British aid convoys in central Bosnia have been suspended because it is feared that foreign Islamic fighters are hunting down Britons, a United Nations refugee official said yesterday.

The move followed an incident on Sunday when two Norwegian aid workers were held up at gunpoint by two men and threatened with execution.

The men let the Norwegians go when they discovered that they were not British, said Kris Janowski, spokesman for the United Nations High Commissioner for Refugees (UNHCR) in Sarajevo.

One of the gunmen spoke Arabic and UN officials believe that he may be a mujahedin fighter - a volunteer from an Islamic country who joined the Muslim-led government's fight against Serb separatists.

The UN has linked the incident to the killing of a mujahedin fighter by a British UN soldier two weeks ago.

The soldier was guarding an armoured troop carrier during a reconnaissance patrol near Bugojno and opened fire when he believed that the man was about to shoot him, a UN spokesman said.

"They seem to have been looking for Britons. They may be carrying a grudge. It is alarming," Mr Janowski said.

A protest had been filed with the government, he added. The convoys affected are those to the government enclave of Tuzla. Mr Janowski said he expected them to start again in the next few days.

The reports underscore the continuing dangers a week before the Bosnia peace talks open in Ohio.

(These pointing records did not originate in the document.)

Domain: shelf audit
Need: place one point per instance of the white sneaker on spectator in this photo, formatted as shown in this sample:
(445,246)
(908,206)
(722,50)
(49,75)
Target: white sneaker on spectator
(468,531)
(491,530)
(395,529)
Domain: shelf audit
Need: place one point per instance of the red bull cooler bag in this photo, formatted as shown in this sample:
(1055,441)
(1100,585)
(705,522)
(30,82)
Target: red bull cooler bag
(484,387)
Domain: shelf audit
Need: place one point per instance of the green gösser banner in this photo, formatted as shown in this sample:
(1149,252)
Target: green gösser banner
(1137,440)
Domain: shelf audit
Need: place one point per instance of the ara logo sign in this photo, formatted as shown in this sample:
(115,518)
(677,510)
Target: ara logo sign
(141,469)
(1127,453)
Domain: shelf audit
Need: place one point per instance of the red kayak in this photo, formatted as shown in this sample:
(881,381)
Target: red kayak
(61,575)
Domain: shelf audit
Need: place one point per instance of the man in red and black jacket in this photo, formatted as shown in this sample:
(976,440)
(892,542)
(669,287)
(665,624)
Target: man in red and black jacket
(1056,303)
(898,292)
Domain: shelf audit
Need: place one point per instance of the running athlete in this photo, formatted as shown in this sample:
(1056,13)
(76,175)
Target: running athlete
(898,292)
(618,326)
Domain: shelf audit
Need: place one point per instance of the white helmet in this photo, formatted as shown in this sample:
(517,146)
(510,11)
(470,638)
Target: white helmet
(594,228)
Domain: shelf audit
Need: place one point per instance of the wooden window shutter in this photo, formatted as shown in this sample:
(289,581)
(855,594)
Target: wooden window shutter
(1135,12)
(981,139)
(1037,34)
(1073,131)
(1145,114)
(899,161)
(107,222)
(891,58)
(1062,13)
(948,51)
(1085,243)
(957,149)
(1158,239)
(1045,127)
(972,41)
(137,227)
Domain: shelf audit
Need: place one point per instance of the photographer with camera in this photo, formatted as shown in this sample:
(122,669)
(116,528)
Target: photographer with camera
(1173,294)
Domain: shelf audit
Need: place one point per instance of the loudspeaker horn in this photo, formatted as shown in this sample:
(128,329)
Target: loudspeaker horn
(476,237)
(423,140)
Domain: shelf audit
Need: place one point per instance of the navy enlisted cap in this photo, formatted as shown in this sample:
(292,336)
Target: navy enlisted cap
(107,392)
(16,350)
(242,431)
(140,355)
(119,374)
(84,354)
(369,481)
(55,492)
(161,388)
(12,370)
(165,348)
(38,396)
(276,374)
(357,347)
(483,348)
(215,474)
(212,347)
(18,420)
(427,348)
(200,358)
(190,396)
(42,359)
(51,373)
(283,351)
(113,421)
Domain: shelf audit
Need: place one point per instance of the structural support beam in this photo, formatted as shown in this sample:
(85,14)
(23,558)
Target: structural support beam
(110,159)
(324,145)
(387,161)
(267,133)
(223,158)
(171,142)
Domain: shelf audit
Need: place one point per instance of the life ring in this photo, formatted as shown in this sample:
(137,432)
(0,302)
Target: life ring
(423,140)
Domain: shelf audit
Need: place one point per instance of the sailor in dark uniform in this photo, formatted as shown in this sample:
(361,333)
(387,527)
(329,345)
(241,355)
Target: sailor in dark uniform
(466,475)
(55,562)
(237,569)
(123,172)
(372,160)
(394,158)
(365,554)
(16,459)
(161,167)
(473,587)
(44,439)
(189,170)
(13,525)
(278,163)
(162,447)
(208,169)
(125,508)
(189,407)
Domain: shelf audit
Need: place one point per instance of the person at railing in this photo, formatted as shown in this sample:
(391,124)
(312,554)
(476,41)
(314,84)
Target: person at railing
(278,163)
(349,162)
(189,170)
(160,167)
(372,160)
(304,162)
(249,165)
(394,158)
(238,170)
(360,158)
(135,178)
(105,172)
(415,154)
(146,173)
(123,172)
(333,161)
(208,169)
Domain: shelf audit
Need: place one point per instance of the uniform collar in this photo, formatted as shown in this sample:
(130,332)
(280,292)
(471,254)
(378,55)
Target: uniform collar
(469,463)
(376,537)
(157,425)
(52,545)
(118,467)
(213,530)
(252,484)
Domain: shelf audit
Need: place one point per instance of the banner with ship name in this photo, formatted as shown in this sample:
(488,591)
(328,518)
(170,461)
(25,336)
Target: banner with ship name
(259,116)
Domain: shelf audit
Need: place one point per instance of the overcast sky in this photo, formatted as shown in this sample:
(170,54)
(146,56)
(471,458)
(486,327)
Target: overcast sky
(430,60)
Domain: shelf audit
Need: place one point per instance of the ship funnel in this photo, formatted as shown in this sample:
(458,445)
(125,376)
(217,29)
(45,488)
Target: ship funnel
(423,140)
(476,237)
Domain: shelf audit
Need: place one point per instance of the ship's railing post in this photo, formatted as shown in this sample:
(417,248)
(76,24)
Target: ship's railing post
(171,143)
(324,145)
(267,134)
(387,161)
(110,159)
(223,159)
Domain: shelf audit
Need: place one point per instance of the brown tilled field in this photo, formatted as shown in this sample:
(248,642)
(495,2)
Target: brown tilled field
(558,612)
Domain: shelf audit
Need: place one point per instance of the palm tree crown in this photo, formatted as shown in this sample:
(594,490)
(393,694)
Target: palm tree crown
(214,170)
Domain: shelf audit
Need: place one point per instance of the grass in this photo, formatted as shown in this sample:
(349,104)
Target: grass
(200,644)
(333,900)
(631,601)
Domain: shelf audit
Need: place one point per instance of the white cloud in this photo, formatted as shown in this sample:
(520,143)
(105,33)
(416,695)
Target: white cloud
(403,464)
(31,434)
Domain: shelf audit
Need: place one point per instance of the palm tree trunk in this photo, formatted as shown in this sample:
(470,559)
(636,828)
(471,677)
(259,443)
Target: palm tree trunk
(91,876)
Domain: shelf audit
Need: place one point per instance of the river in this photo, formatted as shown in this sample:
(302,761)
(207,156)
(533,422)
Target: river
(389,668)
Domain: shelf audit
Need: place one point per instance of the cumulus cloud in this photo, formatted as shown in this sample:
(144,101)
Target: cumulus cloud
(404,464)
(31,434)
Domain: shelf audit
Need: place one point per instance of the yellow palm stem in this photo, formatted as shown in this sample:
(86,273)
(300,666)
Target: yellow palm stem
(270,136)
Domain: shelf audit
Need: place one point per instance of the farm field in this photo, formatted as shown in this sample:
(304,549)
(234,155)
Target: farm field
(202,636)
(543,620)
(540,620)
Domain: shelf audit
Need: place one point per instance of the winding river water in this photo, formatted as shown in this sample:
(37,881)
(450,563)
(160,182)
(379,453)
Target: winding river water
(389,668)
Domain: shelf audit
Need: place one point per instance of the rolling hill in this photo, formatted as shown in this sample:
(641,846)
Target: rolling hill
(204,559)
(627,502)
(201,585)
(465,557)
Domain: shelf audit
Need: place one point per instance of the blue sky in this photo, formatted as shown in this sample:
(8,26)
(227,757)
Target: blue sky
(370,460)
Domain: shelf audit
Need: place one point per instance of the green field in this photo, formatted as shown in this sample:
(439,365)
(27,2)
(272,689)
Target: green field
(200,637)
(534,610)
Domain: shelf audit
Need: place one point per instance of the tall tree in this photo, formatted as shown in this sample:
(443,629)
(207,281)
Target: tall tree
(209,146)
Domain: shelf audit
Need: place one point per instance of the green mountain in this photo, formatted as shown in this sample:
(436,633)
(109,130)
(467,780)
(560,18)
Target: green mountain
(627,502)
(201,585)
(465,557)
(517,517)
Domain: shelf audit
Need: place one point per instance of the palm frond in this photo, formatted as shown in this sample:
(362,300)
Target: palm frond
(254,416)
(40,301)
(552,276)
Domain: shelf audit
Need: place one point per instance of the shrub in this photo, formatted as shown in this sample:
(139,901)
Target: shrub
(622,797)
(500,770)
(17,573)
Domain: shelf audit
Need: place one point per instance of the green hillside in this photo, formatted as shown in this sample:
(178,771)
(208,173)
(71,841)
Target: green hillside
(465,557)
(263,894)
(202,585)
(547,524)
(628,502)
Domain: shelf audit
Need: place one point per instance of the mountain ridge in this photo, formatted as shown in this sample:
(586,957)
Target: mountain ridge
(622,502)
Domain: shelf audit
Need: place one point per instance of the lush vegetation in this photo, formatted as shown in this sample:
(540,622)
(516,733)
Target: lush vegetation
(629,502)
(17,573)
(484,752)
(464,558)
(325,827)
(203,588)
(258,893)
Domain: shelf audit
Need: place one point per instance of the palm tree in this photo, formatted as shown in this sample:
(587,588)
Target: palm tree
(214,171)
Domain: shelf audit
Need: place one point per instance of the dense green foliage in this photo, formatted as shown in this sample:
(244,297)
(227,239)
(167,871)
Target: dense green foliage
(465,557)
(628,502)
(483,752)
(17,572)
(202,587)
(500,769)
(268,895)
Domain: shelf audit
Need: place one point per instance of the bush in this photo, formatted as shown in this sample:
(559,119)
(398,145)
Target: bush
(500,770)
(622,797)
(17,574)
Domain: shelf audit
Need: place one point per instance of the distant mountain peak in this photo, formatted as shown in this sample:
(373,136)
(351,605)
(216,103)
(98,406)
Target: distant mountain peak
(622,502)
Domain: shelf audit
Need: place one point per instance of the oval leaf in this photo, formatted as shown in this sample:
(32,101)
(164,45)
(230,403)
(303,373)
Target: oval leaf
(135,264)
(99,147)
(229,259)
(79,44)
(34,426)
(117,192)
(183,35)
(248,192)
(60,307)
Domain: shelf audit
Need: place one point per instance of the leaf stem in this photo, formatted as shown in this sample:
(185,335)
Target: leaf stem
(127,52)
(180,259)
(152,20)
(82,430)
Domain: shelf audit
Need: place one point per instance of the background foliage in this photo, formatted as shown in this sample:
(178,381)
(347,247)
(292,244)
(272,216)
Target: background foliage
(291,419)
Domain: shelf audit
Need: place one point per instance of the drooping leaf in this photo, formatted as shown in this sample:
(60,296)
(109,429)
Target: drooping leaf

President Alija Izetbegovic yesterday raised the stakes by insisting that his Muslim-led government was winning the war, and that he would not accept the division of his country "in whatever packaging it may be served".

He told the UN that partition would simply lead to a restart of the fighting.

And if the talks were successful, he demanded that the international community deny reconstruction assistance to any party which refused to respect human rights.

The Bosnian leader was speaking as he and President Franjo Tudjman of Croatia prepared to meet President Bill Clinton in a last round of bilateral summitry before the two leaders join President Slobodan Milosevic of Serbia for negotiations at an air base in Dayton.

There are also growing signs of difficulties in organising the Nato-led force that will police any deal.

Tomorrow the United States and Russian defence ministers meet at the Pentagon to work out a formula for Russia to take part in the force, following the failure of Mr Clinton and President Boris Yeltsin to do so at their brief summit near New York on Monday.

No less troublesome for Mr Clinton is mounting congressional and public unease over plans to send 20,000 US troops to Bosnia to help police a settlement. A poll conducted for the USA Today newspaper indicated a narrow 50-44 margin in favour of US participation.

But that figure turns into a two-to-one majority against on the assumption that the force will take some casualties. Overwhelmingly the public believes that Mr Clinton should secure approval from Congress before sending soldiers, something the White House says it is not bound to do.

The Republican-dominated Congress continues to demonstrate a desire to push into the domain of foreign policy.

Yesterday Mr Clinton rejected a suggestion by the Republican Bob Dole, the Senate majority leader, that President Milosevic should be barred from the peace talks, saying that it would undermine the peace process.